Risk Tolerance Shapes the Expression
Direction is only half the recommendation. The speculator's risk tolerance decides how to express that direction, and this is where the option alternatives from the options-strategies chapter earn their place.
- Outright long or short futures carries the fullest exposure. Leverage cuts both ways, a long can lose a large amount if price falls, and a short's loss is theoretically unlimited because price can keep rising with no ceiling. Fit this to a speculator who accepts substantial risk for the fullest participation.
- Buying an option (a long call for a bull, a long put for a bear) caps the worst case at the premium paid while keeping the directional upside. Fit this to a speculator who wants the same view with defined, limited risk. The trade-off is that the premium is a sunk cost, and the underlying has to move enough to clear the breakeven before the option pays.
- Spreads deliberately narrow both the risk and the reward by pairing an offsetting leg, so the net exposure is smaller than an outright position. An option vertical spread fixes both the maximum profit and the maximum loss up front. A futures calendar spread reduces risk but caps only one side, so not every spread has a known maximum profit. Fit a spread to a speculator who wants a directional or relationship view with controlled risk and reward, or a range view with no outright exposure.
The tested recommendation therefore has two coordinates: the right direction (from the outlook) and the right risk profile (from the speculator's tolerance). Miss either one and the recommendation is wrong even if the other coordinate is right.
Exam Tip: Gotchas
- A directionally correct answer can still be wrong if it ignores a risk instruction. When the question says "limit my risk to a known amount" or flags defined risk, an outright future is the wrong pick even when its direction matches.
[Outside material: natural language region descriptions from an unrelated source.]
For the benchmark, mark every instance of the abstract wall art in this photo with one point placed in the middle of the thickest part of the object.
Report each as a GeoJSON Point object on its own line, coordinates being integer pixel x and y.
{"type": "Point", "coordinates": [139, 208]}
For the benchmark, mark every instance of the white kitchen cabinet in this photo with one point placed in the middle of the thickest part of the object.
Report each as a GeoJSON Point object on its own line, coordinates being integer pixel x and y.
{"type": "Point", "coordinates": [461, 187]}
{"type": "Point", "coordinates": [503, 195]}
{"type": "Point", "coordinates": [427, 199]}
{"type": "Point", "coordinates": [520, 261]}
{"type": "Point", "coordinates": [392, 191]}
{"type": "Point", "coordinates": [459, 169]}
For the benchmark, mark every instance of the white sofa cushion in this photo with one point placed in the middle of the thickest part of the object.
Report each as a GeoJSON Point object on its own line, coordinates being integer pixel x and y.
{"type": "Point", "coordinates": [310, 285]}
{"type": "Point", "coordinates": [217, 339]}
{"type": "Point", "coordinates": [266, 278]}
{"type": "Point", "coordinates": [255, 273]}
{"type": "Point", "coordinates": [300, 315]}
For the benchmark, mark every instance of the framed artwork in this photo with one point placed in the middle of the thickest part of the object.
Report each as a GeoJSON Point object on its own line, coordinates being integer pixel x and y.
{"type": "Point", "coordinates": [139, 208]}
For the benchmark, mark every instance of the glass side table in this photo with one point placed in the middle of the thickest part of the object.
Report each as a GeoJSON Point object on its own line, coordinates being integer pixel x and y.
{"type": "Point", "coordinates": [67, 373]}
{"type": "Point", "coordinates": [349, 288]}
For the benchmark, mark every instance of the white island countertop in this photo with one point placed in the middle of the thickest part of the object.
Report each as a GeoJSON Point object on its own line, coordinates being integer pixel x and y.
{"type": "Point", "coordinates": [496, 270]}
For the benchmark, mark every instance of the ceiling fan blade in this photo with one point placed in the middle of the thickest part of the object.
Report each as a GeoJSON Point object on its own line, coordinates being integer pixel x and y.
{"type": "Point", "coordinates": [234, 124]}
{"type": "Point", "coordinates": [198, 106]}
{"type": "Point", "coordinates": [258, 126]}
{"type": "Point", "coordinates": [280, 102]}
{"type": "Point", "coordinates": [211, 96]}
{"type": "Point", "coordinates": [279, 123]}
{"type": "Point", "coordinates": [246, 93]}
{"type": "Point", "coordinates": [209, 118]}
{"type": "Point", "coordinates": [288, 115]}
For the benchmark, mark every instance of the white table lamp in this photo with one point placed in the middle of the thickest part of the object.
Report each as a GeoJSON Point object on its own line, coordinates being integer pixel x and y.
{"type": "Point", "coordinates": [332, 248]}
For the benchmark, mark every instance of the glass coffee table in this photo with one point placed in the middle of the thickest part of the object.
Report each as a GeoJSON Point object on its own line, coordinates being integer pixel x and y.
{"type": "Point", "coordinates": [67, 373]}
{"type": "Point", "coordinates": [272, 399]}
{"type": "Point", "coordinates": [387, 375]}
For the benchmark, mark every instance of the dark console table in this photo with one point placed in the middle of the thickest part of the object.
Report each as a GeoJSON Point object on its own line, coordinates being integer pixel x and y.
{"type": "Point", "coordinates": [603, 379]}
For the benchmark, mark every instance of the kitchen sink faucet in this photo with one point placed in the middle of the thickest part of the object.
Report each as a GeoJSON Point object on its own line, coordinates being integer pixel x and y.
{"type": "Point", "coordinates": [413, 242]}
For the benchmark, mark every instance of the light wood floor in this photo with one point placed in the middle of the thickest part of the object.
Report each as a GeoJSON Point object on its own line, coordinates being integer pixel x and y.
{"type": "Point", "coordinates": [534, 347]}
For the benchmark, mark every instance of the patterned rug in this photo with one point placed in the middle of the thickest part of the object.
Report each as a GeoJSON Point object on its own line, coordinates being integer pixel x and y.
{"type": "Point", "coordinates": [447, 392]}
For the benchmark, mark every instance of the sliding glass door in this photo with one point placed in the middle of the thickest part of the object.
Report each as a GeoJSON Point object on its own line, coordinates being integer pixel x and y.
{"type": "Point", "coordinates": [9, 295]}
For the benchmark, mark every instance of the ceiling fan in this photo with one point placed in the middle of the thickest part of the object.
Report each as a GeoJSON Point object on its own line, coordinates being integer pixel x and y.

A short futures position has theoretically unlimited risk, so a bearish speculator who needs a capped worst case is steered to a long put (risk limited to the premium), not an outright short.
Same View, Different Tools
The direction can be identical while the risk shape and the cost differ. These cross-links are exactly what a question is testing when it changes the risk wording without changing the market view.
- A long call is the limited-risk substitute for long futures. Same bullish direction, but the worst case is the premium instead of a large drawdown. When a bullish question adds "with risk limited to a known amount," it is steering you from the outright future to the bought call.
- A long put is the limited-risk substitute for short futures. Same bearish direction, but the worst case is the premium instead of a theoretically unlimited loss. This is the standard defined-risk answer for a bearish speculator.
- An option bull spread (buy the lower strike, sell the higher) is a lower-cost bullish play with a capped maximum profit and loss. A bear spread is its mirror. A futures calendar bull or bear spread fits the same directional-but-modest view but is not capped on both sides (a futures bull spread limits the loss at roughly full carrying charges while the profit runs toward inversion). Reach for a spread when the view is directional but modest, or when the speculator wants reduced risk relative to an outright.
Note: the profit, loss, and return-on-margin math for whichever position you pick belongs to this chapter's profit-and-loss calculations unit. This unit stops at picking the position that fits the outlook and the risk tolerance.